The Long War: Rethinking U.S. Strategy in Afghanistan

Nine years in, the American war against Afghanistan is the longest in our history. With the surge, it is costing taxpayers nearly $100 billion per year, a sum roughly seven times larger than Afghanistan’s annual gross national product of $14 billion and well more than, for example, the total annual cost of the new U.S. health insurance program. Thousands of American and allied personnel and countless thousands of Afghanis have been killed or gravely wounded in the conflict.

The centralized government we have attempted to impose on the highly decentralized Afghan polity has failed to take: "President Karzai has had nearly six years to build a legitimate and minimally effective government, and he has manifestly failed to do so," says this report sponsored by the New America Foundation. "His re-election last year was marred by widespread fraud. Karzai has been unable or unwilling to crack down on corruption or rein in the warlords on whom his government still depends."

It's clear that the current occupation is a failure, amounting to not much more than a Kissingerish policy of destroying a society in order to save it. To avoid being thrown out, you might think we should end our involvement preemptively by leaving of our own volition, but that is not something the foreign policy establishment is willing to contemplate, so we have this attempt to come up with an alternative plan:

The way forward: A five point approach

  1. Emphasize Power-Sharing and Political Reconciliation
  2. Scale Back and Eventually Suspend Combat Operations in the South and Reduce the U.S. Military Footprint
  3. Keep the Focus on Al Qaeda and Domestic Security
  4. Promote Economic Development
  5. Engage Global and Regional Stakeholders.
The authors of the report, holding to conventional faith in western-style economic and security arrangements, believe the United States should not "abandon" Afghanistan even though "U.S. interests at stake in Afghanistan do not warrant this level of sacrifice;" instead they argue it's time to rethink the current strategy. Trying to pacify Afghanistan by force of arms has not and will not work, but even if you accept the premise that America’s vital security interests are engaged there, the costly military campaign is more likely to jeopardize than to protect them. Although the authors continue to find the invasion justified because the attack was initially targeted at al-Qaeda, they admit that "there are only some 400 hard-core al-Qaeda members remaining in the entire Af-Pak theater, most of them hiding in Pakistan's northwest provinces." Since we can't attack Pakistan for various reasons, Afghanistan will have to do, but at least the U.S. should ratchet down its goals to ones that are both more consistent with what the authors define as America’s true interests and that, being more modest, are more likely to succeed.
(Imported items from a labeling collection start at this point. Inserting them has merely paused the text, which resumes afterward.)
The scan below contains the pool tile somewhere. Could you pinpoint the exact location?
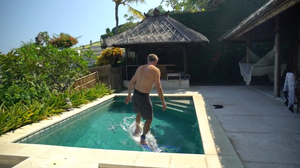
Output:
[170,154,207,168]
[12,144,54,157]
[134,152,171,168]
[14,157,50,168]
[101,150,139,165]
[40,146,92,161]
[203,142,218,155]
[68,162,98,168]
[0,143,27,155]
[205,154,221,168]
[83,150,107,162]
[201,133,214,142]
A New Way Forward | Re-Thinking US Strategy in Afghanistan is a report of the Afghanistan Study Group sponsored by the New America Foundation. Read the report on-line or download it (pdf) to find out what some of the more rational members of the foreign policy establishment are thinking about the war.

1 comment:

mommapolitico said...

As one of the generals told Maddow in her time reporting from Afghanistan: "We've given them the best chance they've ever had." Time to come home, time for Pakistan to admit they're playing both sides against the middle and always will. Time to bring our people home and quit increasing the national debt by paying for contractors.

Great post- thanks for the link to the report. Go, P2Blogs!